Profitability

20 09 2011

AP:

WASHINGTON (AP) — Is it ever OK to tweet that a girl’s a “slut”? How about using an offensive name for gays on Facebook? Or texting a racial slur? Most young people think it’s all right when friends are joking around with each other, according to a new poll.

Jaded by the Internet free-for-all, teens and 20-somethings shrug off offensive words and name-calling that would probably appall their parents, teachers or bosses. And an Associated Press-MTV poll shows they don’t worry much about whether the things they tap into their cellphones and laptops could reach a wider audience and get them into trouble.
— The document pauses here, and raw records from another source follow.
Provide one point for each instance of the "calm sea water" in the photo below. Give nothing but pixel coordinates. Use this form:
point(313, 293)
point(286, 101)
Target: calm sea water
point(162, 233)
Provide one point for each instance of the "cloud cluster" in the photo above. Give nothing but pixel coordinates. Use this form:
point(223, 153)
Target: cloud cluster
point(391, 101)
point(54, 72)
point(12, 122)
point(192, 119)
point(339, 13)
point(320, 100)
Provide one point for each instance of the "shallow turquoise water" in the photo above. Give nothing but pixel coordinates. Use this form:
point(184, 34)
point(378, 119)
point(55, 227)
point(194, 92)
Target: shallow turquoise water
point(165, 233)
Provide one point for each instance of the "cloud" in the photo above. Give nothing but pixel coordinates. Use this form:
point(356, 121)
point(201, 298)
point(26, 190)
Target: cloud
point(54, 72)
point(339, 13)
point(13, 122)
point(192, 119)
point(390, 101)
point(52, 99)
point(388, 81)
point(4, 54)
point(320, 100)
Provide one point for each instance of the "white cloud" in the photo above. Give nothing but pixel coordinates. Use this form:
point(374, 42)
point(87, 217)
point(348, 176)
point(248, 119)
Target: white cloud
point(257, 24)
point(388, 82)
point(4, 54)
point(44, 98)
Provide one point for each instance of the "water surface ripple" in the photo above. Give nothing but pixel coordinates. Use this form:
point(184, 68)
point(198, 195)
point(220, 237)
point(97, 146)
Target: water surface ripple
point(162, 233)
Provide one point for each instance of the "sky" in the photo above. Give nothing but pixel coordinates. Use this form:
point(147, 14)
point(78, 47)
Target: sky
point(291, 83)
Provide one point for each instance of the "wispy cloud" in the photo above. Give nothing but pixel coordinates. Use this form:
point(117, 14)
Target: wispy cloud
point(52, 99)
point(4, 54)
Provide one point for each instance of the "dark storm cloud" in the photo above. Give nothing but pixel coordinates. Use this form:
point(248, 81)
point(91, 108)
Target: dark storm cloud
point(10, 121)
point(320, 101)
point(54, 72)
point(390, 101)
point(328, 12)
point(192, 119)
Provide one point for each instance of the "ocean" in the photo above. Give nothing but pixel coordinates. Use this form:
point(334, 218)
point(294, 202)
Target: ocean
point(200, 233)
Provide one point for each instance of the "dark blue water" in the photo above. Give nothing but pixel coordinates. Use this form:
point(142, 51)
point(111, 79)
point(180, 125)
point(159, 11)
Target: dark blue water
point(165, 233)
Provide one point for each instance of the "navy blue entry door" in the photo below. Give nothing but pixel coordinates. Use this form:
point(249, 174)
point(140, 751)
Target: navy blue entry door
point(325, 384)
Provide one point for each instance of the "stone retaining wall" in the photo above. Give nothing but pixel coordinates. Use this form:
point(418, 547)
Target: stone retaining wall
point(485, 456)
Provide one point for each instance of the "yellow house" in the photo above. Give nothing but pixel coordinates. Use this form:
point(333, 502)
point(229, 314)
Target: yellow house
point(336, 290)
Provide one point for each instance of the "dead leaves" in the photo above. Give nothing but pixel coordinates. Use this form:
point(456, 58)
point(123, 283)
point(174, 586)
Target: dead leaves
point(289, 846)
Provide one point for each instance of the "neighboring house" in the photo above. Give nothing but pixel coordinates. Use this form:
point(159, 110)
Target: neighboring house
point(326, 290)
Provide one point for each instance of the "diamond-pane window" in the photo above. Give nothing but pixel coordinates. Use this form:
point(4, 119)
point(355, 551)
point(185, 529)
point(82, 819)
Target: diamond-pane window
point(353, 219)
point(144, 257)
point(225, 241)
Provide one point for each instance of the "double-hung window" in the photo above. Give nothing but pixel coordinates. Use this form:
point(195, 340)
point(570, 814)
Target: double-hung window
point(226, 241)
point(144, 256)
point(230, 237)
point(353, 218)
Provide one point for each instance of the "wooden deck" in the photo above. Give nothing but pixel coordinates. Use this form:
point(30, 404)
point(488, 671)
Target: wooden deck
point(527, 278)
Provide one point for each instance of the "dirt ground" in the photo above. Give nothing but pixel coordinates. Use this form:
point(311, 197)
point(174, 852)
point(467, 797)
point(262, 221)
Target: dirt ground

Seventy-one percent say people are more likely to use slurs online or in text messages than in person, and only about half say they are likely to ask someone using such language online to stop.

“On Twitter, everybody’s getting hit hard. Nobody really cares about nobody’s feelings,” said Kervin Browner II, 20, a junior at Oakland University in Rochester, Mich. “You never know how bad it hurts people because they don’t say anything.”

But young people who use racist or sexist language are probably offending more people than they realize, even in their own age range. The poll of 14- to 24-year-olds shows a significant minority are upset by some pejoratives, especially when they identify with the group being targeted.

That, and the “you offended me, go directly to sensitivity training, do not pass go, do not collect $200,” or the “stamping out bigotry and fill-in-the-blank-ism,” industry is very lucrative.  Until that industry dissipates on its own, or its leaders get sent to Federal prison for wire and mail fraud (Hint to the next Republican President), these jokes will never be just jokes.

Among African-American youth, however, 60 percent said they would be offended by seeing the N-word used against other people.

Somehow, that does not preclude them from using it among and about themselves.